In the shown example a WorkloadIdentity with name azure with id 00000000-0000-0000-0000-000000000000 from the garden-myproj namespace will be trusted by the Azure application.

IMPORTANT

You should replace the subject identifier in the example below with the subject that is populated in the status of the WorkloadIdentity, obtained in a previous step.

Federated Credential

NOTE

Flexible federated identity credentials currently support only few well-known public services issuing tokens. Gardener Workload identity can be configured as (standard) federated identity credentials only.

Please ensure that the Azure application (spn) has the proper IAM actions assigned. If no fine-grained permissions/actions required then simply assign the Contributor role.

Once you have everything set you can create a CredentialsBinding that reference the WorkloadIdentity and configure your shoot to use it. Please see the following examples:

yaml

apiVersion: security.gardener.cloud/v1alpha1
kind: CredentialsBinding
metadata:
  name: azure
  namespace: garden-myproj
credentialsRef:
  apiVersion: security.gardener.cloud/v1alpha1
  kind: WorkloadIdentity
  name: azure
  namespace: garden-myproj
provider:
  type: azure

yaml

apiVersion: core.gardener.cloud/v1beta1
kind: Shoot
metadata:
  name: azure
  namespace: garden-myproj
spec:
  credentialsBindingName: azure
  ...

`InfrastructureConfig`

The infrastructure configuration mainly describes how the network layout looks like in order to create the shoot worker nodes in a later step, thus, prepares everything relevant to create VMs, load balancers, volumes, etc.

An example InfrastructureConfig for the Azure extension looks as follows:

yaml

apiVersion: azure.provider.extensions.gardener.cloud/v1alpha1
kind: InfrastructureConfig
networks:
  vnet: # specify either 'name' and 'resourceGroup' or 'cidr'. If none of them are set, the value of networks.workers will be used.
#    name: my-vnet
#    resourceGroup: my-vnet-resource-group
    cidr: 10.250.0.0/16
#    ddosProtectionPlanID: /subscriptions/test/resourceGroups/test/providers/Microsoft.Network/ddosProtectionPlans/test-ddos-protection-plan
  workers: 10.250.0.0/19
#  # natGateway can only be set together with networks.workers
#  natGateway:
#    enabled: true
#    idleConnectionTimeoutMinutes: 4
#    zone: 1
#    ipAddresses:
#    - name: my-public-ip-name
#      resourceGroup: my-public-ip-resource-group
#      zone: 1
#  # serviceEndpoints can only be set together with vnet.workers
#  serviceEndpoints:
#  - Microsoft.Test
zoned: false
#identity:
#  name: my-identity-name
#  resourceGroup: my-identity-resource-group
#  acrAccess: true

It is not possible to deploy all infrastructure resources into an existing resource group.

Via the .zoned boolean you can tell whether you want to use Azure availability zones or not. When .zoned is set to false, the cluster will use VMSS-Flex as the backend of the worker nodes. You can read more about VMSS Flex in the Azure Virtual Machine ScaleSet with flexible orchestration page.

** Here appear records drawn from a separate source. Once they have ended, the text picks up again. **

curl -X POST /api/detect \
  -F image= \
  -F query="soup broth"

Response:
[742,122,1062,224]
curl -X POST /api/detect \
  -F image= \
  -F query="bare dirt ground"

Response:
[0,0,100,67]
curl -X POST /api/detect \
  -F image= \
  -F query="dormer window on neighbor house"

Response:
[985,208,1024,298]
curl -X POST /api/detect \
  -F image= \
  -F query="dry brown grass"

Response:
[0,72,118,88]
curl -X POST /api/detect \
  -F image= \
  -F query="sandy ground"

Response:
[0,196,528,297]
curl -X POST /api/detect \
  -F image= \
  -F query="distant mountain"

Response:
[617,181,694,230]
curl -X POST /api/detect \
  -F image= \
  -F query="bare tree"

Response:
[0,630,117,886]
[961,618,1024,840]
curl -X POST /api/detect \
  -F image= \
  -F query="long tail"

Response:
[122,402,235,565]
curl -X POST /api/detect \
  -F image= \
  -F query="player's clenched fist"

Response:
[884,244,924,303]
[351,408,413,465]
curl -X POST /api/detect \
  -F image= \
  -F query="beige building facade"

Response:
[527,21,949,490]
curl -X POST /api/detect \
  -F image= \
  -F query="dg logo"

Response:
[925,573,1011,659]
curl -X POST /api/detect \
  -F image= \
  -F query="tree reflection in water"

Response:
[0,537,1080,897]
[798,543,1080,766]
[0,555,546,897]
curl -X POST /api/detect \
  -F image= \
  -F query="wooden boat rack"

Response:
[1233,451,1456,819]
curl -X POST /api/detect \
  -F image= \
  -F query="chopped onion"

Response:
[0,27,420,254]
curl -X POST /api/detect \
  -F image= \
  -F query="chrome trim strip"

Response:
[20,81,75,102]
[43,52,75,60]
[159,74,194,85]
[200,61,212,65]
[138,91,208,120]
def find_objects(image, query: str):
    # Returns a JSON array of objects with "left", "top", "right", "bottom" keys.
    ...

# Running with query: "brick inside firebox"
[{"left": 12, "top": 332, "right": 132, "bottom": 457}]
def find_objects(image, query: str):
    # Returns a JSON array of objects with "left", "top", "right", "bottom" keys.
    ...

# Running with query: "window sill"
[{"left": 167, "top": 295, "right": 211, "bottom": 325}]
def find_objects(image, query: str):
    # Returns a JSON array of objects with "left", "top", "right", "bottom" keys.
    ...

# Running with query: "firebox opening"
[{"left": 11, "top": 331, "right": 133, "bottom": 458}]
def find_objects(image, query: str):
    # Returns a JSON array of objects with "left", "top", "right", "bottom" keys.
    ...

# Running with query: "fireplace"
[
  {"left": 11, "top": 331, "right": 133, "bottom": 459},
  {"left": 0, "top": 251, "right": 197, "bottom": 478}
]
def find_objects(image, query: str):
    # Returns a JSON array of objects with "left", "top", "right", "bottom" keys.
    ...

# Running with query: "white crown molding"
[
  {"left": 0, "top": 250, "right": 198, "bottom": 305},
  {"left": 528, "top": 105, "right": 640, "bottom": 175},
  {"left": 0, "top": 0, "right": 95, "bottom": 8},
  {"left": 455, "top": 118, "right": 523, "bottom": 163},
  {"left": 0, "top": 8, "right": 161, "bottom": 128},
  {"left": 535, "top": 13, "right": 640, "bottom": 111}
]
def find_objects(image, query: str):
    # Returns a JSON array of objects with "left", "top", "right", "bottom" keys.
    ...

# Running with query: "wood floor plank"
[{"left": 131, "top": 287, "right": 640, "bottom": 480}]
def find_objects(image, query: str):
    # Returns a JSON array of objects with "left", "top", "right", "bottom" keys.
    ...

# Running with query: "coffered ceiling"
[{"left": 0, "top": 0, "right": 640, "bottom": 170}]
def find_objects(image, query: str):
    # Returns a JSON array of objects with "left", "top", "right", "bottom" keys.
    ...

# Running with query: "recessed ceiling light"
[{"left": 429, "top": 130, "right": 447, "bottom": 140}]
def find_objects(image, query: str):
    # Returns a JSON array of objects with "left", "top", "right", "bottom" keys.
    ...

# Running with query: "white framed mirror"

The networks.vnet section describes whether you want to create the shoot cluster in an already existing VNet or whether to create a new one:

If networks.vnet.name and networks.vnet.resourceGroup are given then you have to specify the VNet name and VNet resource group name of the existing VNet that was created by other means (manually, other tooling, ...). Ensure that both networks.workers and networking.nodes are within the CIDR range of your created VNet, but do not overlap with already existing subnets. A subnet for the nodes will be created within the specified VNet to host the machines. However, the machines and all other resources will reside in a separate resource group managed by gardener.
If networks.vnet.cidr is given then you have to specify the VNet CIDR of a new VNet that will be created during shoot creation. You can freely choose a private CIDR range.
Either networks.vnet.name and networks.vnet.resourceGroup or networks.vnet.cidr must be present, but not both at the same time. In case none of them are set, the networks.workers CIDR will be used to create the new VNet.
The networks.vnet.ddosProtectionPlanID field can be used to specify the id of a ddos protection plan which should be assigned to the VNet. This will only work for a VNet managed by Gardener. For externally managed VNets the ddos protection plan must be assigned by other means.
If a vnet name is given and cilium shoot clusters are created without a network overlay within one vnet make sure that the pod CIDR specified in shoot.spec.networking.pods is not overlapping with any other pod CIDR used in that vnet. Overlapping pod CIDRs will lead to disfunctional shoot clusters.
It's possible to place multiple shoot cluster into the same vnet

The networks.workers section describes the CIDR for a subnet that is used for all shoot worker nodes, i.e., VMs which later run your applications. The specified CIDR range must be contained in the VNet CIDR specified above, or the VNet CIDR of your already existing VNet. You can freely choose this CIDR and it is your responsibility to properly design the network layout to suit your needs.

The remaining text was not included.